U.S. companies have been slowly hiring more workers. But home prices are still slipping and tax-assessment values are down, so local governments and school districts that rely on property taxes are still under pressure.

"We may still be in the early innings of the deterioration in municipal finances," Ryan Connors, utilities analyst at Janney Capital Markets in Philadelphia, warned in a report to clients last week.

"Political resistance" is keeping towns from raising tax rates as valuations and tax collections fall, Connors wrote. Communities "will tighten their belts" this year after "four consecutive quarters of year-over-year declines in local tax receipts."

He was referring especially to deferred capital projects at government-owned utilities. But the same spirit applies to school districts and other local governments.

See, for example, the Neshaminy School District in lower Bucks County, where the teachers' union went on strike and schools were closed Monday after the school board repeated its refusal to grant what in past years would have been business-as-usual raises and benefits adjustments.

The Neshaminy board says recession-battered taxpayers are on its side, especially with property taxes already heading higher to cover a shortfall from the Pennsylvania School Employees' Retirement System, which is spending more than its high-paid investment contractors are bringing in to finance newly retired administrators and veteran teachers at large fractions of their former salaries.

Or look to the City of Harrisburg, which has found another target besides public employees to blame for the apparent imbalance between what politicians promise to spend and what they dare to raise in taxes.

Last week, the city council published a report asking state and federal authorities to review up to $49 million in fees paid to lawyers, accountants, financial advisers, and other experts who suggested, approved, or signed off on $300 million in taxpayer financing for money-losing trash-incinerator projects from 1998 to 2007.

"It was the obvious profit motive of the participants which drove these public finance transactions," wrote the council's lawyer, Mark Schwartz. His report calls for "a comprehensive audit" by the Internal Revenue Service and the Securities and Exchange Commission "to determine the propriety of these financings."

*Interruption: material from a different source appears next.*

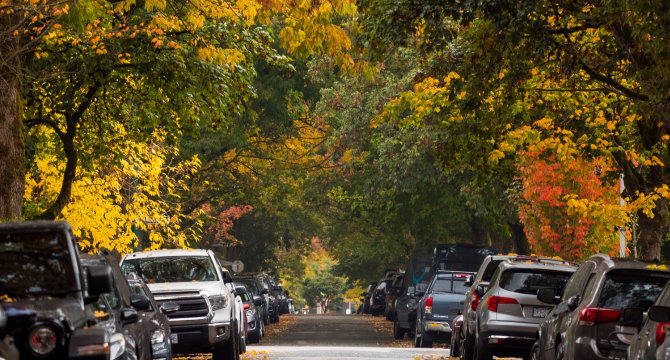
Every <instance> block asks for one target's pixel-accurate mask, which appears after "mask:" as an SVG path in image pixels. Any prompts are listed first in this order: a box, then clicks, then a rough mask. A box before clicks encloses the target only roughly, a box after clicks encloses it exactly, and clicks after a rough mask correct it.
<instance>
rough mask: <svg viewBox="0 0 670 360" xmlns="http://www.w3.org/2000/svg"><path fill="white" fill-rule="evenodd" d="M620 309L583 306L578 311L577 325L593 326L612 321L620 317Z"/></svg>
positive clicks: (620, 310) (617, 318)
mask: <svg viewBox="0 0 670 360" xmlns="http://www.w3.org/2000/svg"><path fill="white" fill-rule="evenodd" d="M621 314H622V312H621V310H613V309H599V308H583V309H582V310H581V311H580V312H579V323H578V325H579V326H594V325H596V324H603V323H608V322H614V321H617V320H619V319H620V318H621Z"/></svg>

The SEC's municipal-finance unit, based in Philadelphia, has had years to review these costly, and lucrative, deals. It has busted smaller operators for questionable transactions in central Pennsylvania. What will it do about the Harrisburg burn-up?

Will Gov. Corbett's administration, which seized control of the city's finances last year, do anything to serve notice that experts paid by the people to give professional advice need to earn that money by opposing stupid bond deals?

In questioning how Pennsylvania lawyers and financial advisers, New York insurers, and foreign-owned banks got rich from the same financings that drove Pennsylvania's capital broke, Schwartz is mounting a radical challenge to the way local government works in our part of the country.

In reserve

Chester County's two old steelmaking towns are headed in opposite financial directions, according to Moody's Investor Service.

Moody's put Phoenixville's credit rating up a notch last week, and cut its rating for Coatesville public schools.

Moody's dropped the rating on $158 million in Coatesville Area School District general-obligation debt to A2 from A1, blaming "the structural imbalance in the district's operating budget resulting in five years of operating deficits that have decreased the district financial position," and the "above average" debt burden on local taxpayers to pay back years of borrowing by the city and nearby townships.

At the same time, Moody's boosted its rating on $12 million of Phoenixville's general-obligation bonds to Aa3, citing the borough's "ample financial reserves" and downtown redevelopment, which has put more property back on the tax rolls.